Outside the plumbing system, PVC shows up as vinyl siding on houses, window frames, and door frames. These products are popular because they don’t rot, resist mold and algae growth, and require little maintenance compared to wood. Vinyl flooring, fencing, and rain gutters round out the list of common construction applications. By some industry estimates, building and construction products account for more than half of all PVC produced worldwide.

Medical and Healthcare Products

Flexible, medical-grade PVC is used to make IV tubing, blood bags, dialysis tubing, catheters, and respiratory equipment like oxygen masks and breathing tubes. PVC works well in healthcare settings because it can be sterilized, it’s transparent enough for visual monitoring of fluid flow, and it’s inexpensive to produce in single-use form. The flexibility comes from plasticizers blended into the resin during manufacturing, which allow otherwise rigid PVC to bend and conform to the body.

Consumer and Household Goods

PVC turns up in a surprisingly wide range of everyday products. Shower curtains, upholstery, raincoats, and garden hoses are all common examples. Credit cards and ID cards are typically made from PVC sheets. Children’s toys, binders, backpacks, and other school supplies often contain PVC as well. Electrical cable insulation is another major use: the plastic’s natural resistance to fire and its insulating properties make it a standard sheathing material for wiring in homes and commercial buildings.

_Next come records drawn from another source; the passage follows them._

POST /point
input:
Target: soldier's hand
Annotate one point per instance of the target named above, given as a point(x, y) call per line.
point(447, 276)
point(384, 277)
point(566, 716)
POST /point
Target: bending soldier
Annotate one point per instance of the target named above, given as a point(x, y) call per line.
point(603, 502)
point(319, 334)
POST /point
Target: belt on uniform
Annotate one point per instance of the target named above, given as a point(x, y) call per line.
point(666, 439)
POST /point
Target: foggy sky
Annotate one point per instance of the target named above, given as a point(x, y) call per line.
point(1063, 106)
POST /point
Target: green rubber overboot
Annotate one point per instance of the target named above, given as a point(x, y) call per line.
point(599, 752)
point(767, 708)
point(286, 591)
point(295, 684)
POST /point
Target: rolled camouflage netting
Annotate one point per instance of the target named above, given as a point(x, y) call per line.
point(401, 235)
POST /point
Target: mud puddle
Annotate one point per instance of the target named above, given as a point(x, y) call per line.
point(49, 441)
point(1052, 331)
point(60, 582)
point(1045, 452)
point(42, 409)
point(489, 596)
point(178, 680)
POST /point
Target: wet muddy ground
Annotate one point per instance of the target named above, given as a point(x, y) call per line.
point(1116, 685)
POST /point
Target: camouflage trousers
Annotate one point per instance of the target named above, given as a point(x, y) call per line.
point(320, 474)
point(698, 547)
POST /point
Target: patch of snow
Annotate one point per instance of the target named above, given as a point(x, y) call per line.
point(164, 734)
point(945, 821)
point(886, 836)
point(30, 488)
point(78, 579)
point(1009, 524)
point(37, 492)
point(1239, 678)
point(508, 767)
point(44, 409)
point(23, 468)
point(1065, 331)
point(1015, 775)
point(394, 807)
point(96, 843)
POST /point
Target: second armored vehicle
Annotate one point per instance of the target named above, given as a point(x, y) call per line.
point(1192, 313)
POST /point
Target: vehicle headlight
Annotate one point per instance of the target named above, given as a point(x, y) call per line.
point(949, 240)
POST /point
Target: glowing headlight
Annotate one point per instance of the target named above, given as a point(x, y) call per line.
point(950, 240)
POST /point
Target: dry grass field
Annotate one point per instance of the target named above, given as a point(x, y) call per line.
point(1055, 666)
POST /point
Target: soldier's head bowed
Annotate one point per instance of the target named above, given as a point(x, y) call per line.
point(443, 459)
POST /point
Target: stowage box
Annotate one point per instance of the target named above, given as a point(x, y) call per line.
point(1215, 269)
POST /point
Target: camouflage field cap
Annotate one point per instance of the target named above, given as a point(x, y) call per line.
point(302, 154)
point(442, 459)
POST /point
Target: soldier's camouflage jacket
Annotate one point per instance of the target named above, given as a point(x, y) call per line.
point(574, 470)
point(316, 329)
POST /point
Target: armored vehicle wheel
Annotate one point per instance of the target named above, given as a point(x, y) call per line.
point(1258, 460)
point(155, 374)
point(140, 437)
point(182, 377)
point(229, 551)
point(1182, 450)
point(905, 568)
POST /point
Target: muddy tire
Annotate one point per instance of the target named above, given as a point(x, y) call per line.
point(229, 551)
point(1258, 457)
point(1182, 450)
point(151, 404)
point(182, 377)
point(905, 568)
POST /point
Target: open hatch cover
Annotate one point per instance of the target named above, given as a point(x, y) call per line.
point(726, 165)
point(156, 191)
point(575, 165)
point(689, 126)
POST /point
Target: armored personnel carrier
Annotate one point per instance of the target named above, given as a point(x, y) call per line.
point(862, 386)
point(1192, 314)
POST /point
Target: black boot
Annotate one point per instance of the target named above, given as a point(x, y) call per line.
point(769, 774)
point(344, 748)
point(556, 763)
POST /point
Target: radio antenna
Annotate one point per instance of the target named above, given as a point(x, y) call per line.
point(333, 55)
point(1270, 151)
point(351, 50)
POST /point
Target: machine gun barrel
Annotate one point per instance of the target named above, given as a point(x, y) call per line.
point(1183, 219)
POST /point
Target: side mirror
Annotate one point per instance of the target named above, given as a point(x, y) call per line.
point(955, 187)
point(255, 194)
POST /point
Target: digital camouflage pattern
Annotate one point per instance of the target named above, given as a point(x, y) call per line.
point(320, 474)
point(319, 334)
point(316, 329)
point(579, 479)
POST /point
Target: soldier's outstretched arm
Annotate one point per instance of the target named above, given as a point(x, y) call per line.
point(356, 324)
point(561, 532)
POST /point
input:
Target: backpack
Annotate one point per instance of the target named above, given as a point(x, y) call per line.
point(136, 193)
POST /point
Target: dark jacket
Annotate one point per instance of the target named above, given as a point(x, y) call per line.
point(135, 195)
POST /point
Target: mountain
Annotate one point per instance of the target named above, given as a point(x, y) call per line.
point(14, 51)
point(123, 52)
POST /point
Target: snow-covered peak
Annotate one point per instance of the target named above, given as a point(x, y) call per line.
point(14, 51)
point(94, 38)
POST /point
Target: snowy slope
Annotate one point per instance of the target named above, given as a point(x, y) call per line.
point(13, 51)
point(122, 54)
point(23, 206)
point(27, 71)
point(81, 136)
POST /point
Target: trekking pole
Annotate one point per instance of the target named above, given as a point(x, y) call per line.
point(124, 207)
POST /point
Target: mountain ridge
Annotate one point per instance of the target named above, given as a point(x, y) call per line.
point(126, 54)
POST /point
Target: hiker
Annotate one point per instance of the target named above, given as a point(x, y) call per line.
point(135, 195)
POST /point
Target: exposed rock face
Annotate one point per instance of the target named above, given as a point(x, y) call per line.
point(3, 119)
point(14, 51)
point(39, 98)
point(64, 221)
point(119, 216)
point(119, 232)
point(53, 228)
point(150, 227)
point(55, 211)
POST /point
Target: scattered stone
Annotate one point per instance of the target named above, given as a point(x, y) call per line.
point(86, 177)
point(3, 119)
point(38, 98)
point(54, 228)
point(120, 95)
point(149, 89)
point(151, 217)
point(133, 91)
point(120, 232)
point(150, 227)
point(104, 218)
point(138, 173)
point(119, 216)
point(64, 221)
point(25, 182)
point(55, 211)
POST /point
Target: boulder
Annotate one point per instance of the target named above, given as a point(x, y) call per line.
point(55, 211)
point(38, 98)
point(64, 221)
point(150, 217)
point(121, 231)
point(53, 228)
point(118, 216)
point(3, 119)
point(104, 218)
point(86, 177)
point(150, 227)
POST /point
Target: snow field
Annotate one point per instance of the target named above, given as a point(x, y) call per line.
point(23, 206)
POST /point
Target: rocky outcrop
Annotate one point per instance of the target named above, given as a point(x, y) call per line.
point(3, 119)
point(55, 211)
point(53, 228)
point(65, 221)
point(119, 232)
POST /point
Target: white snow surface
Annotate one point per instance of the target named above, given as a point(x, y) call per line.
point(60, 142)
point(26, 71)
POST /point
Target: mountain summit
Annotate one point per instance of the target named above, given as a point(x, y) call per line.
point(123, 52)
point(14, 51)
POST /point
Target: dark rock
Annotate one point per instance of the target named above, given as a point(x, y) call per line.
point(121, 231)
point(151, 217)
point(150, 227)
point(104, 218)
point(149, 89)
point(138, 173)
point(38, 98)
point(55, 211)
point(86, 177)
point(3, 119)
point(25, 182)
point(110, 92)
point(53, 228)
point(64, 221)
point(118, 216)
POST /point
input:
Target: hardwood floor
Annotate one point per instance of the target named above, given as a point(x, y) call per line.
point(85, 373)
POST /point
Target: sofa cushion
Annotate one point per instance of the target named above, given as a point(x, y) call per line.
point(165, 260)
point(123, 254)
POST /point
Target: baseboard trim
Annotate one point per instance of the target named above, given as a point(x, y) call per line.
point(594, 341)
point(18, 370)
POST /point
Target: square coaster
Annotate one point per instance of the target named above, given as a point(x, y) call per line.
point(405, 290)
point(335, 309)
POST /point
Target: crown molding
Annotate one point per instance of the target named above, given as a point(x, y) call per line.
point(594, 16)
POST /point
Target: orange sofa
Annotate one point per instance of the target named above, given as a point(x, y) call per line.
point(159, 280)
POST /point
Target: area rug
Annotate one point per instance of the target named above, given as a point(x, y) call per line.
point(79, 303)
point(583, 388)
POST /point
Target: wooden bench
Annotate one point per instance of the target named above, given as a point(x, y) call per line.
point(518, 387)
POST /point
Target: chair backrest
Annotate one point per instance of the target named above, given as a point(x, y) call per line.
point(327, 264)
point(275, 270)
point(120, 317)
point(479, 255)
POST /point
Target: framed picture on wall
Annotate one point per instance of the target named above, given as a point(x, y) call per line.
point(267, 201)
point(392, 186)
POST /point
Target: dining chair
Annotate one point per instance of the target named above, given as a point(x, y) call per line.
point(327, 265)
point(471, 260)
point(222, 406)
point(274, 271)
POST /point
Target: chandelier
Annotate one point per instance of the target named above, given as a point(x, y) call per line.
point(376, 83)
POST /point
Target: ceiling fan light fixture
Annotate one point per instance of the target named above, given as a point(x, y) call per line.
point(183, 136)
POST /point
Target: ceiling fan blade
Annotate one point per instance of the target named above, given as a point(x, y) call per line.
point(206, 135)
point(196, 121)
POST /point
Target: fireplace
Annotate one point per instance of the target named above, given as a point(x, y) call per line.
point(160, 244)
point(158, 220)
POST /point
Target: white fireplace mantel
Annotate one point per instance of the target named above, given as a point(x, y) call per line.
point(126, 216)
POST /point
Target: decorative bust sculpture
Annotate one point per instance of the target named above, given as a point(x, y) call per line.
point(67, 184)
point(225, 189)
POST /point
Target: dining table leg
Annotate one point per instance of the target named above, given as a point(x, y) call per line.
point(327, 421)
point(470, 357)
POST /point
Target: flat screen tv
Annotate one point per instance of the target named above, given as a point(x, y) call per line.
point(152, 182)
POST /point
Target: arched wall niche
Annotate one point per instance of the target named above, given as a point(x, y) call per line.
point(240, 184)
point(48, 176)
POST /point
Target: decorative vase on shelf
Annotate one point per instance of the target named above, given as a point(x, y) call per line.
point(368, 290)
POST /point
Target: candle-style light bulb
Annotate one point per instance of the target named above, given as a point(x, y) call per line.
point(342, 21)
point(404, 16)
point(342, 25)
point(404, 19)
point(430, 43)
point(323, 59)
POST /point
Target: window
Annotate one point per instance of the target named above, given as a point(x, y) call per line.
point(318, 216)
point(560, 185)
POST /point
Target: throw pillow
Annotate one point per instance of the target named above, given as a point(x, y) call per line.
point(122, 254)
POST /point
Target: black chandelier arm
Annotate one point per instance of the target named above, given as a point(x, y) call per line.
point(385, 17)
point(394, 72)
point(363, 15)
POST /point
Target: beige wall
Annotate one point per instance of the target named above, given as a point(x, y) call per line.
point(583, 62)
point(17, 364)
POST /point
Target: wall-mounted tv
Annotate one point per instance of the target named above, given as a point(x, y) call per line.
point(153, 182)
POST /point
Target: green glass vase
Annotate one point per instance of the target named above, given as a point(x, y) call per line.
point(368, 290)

Packaging is a smaller but notable market. PVC film wraps food trays, and rigid PVC forms the clear clamshell packaging used for electronics and retail products.

Health Risks of Vinyl Chloride Exposure

While PVC products themselves are stable under normal conditions, vinyl chloride in its raw gas form is a known human carcinogen. Workers at production facilities face the greatest risk, primarily through inhaling the gas. Long-term occupational exposure is linked to a rare liver cancer called hepatic angiosarcoma, along with increased risk of other liver cancers, brain and lung cancers, lymphoma, and leukemia. The National Cancer Institute identifies vinyl chloride as a confirmed cancer-causing substance.

Because of these risks, OSHA limits workplace exposure to no more than 1 part per million averaged over an eight-hour shift, with a ceiling of 5 ppm over any 15-minute period. The action level that triggers employer monitoring and medical surveillance is even lower, at 0.5 ppm.

What Happens When It Enters the Environment

Vinyl chloride doesn’t persist in the open air for long. Sunlight-driven reactions break it down with a half-life of roughly one to two days under normal conditions. In areas with smog and higher concentrations of nitrogen oxides, that half-life can drop to just a few hours.

In soil, the gas tends to evaporate quickly. Dry soil at a shallow depth can lose half its vinyl chloride in about 12 hours through a combination of evaporation and breakdown by soil microbes. Under aerobic conditions, about 25% degrades within a week, and more than 99% is gone within about four months. The bigger concern is groundwater. Vinyl chloride dissolves in water and can leach through soil before it has a chance to evaporate, potentially contaminating underground water supplies. Once trapped in groundwater with limited oxygen, it degrades much more slowly, which is why vinyl chloride contamination at industrial sites and chemical spills can remain a problem for years.

This groundwater risk is exactly what drew national attention during events like the 2023 train derailment in East Palestine, Ohio, where large quantities of vinyl chloride were released and burned. For communities near such incidents, the primary concern is whether the chemical reached local water sources before it could break down naturally.